The slide in sugar prices should take futures to about 16.00 cents a pound for the first time in three years thanks to the weight of global supplies, Macquarie said, sounding bearish notes too for cocoa and arabica coffee – but less so for cotton.
Data due on Wednesday from Unica, the Brazilian cane industry group, may offer sugar bulls some comfort in showing a fallback in the cane crush in the country's key Centre South region late last month, thanks to rain disruptions.
But drier weather is due to return "from this week onwards", adding to the bearish pressures including a timely start to India's monsoon, and better-than-expected production from the likes of Mexico and Thailand.
Furthermore, Brazil's mills have been turning more cane to sugar, rather than ethanol, than many investors had expected given the relatively high rewards from making the biofuel compared with the sweetener.
Mills' decision to sick with sugar "is more to do with pre-committed sugar supply agreements with mills, as opposed to sugar being more remunerative than ethanol, which has certainly not been the case", Macquarie analyst Kona Haque said.
Last week Cosan, Brazil's biggest sugar and ethanol group, also highlighted the limits to mills' technical ability to switch cane processing options.
"Futures are continuing to plummet, and with less than 50% of the Brazilian harvest to date having gone to ethanol since the crush started, there is no shortage of supplies in the world right now," Ms Haque said.
"It now seems likely that sugar will touch 16 cents a pound in the short term," a level not seen in a front contract in New York since July 2010, and below the 16.43 cents a pound at which the front July futures contract was trading at on Monday.
However, Macquarie stuck by a view that prices will "trough" in the July-to-September quarter as Brazilian mills become better able to exploit the relatively high rewards from producing ethanol.
"Bargain hunting from Middle East, North Africa and Asian markets" will also support futures.
The bank also struck a bearish note on arabica coffee futures, also trading near three-year lows, saying that despite the outbreak of roya fungus in Central America, "it is clear that at least in the current season, we have no shortage globally.

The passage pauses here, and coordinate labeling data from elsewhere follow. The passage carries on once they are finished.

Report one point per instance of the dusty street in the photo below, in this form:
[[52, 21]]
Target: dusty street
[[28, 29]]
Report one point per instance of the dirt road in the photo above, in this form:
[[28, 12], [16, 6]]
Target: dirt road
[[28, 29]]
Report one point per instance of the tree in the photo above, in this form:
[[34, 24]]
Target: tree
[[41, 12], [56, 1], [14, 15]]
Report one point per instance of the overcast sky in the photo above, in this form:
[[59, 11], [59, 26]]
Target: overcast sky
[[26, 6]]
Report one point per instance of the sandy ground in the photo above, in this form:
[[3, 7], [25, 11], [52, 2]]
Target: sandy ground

"Colombia's exports have risen 22% year on year in the 12 months through April 2013, while the collective exports out of Central America and other arabica producers rose 5% during the October-to-April period."
Although arabica beans have rebuilt their premium over London-traded robusta beans to $43 a tonne, "traders may look to fade this again down to the $35-a-tonne level we saw in March", Ms Haque said.

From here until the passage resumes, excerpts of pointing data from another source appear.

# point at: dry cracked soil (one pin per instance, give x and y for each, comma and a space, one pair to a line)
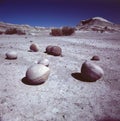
63, 97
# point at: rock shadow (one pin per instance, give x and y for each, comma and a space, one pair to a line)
80, 77
27, 82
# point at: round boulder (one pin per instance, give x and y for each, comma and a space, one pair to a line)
91, 72
11, 55
37, 74
44, 62
54, 50
34, 47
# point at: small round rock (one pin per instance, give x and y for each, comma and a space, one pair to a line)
54, 50
37, 74
11, 55
44, 62
91, 72
95, 58
34, 47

And Macquarie sounded a cautious note on cocoa futures too, saying that even though there had been some concerns over bean quality from the West African mid-crop, with the harvest under way, and "and arrivals slowly coming through, we are not convinced that the current rally is fundamentally justified".
Margins for processors are "still not optimal", with returns from cocoa butter improving, but remaining "disappointing" on cocoa powder, the other main product of crushing beans.
"We expect a short-term retracement," Ms Haque said, if adding that further ahead "we still think cocoa fundamentals are on the whole, constructive.
"From the late July-to-September quarter onwards, we see prices edging up again towards $2,400-2,500 a tonne."
However, the bank was more upbeat on prospects for cotton, old crop futures especially, given the squeeze on supplies in the US, the top exporter, where the prospect for the 2013 crop faces setbacks from dryness and a drop in plantings.
"We still like the fundamentals of old crop cotton," Ms Haque said.
"With risks to the US new crop currently high due to lower acres and continued dryness in Texas, reliance on US old crop will be extended."
And this at a time when the high prices in China, thanks to a farm support programme which officials acknowledged last week had led to unforeseen setbacks, are encouraging the country's mills to import.
"The import arbitrage with 40% duty is open," with cotton prices at current levels.
Demand for cotton was also strong from "countries that are enjoying surging exports of cotton yarn to China", thanks to the high-price regime that China's own mills are operating at.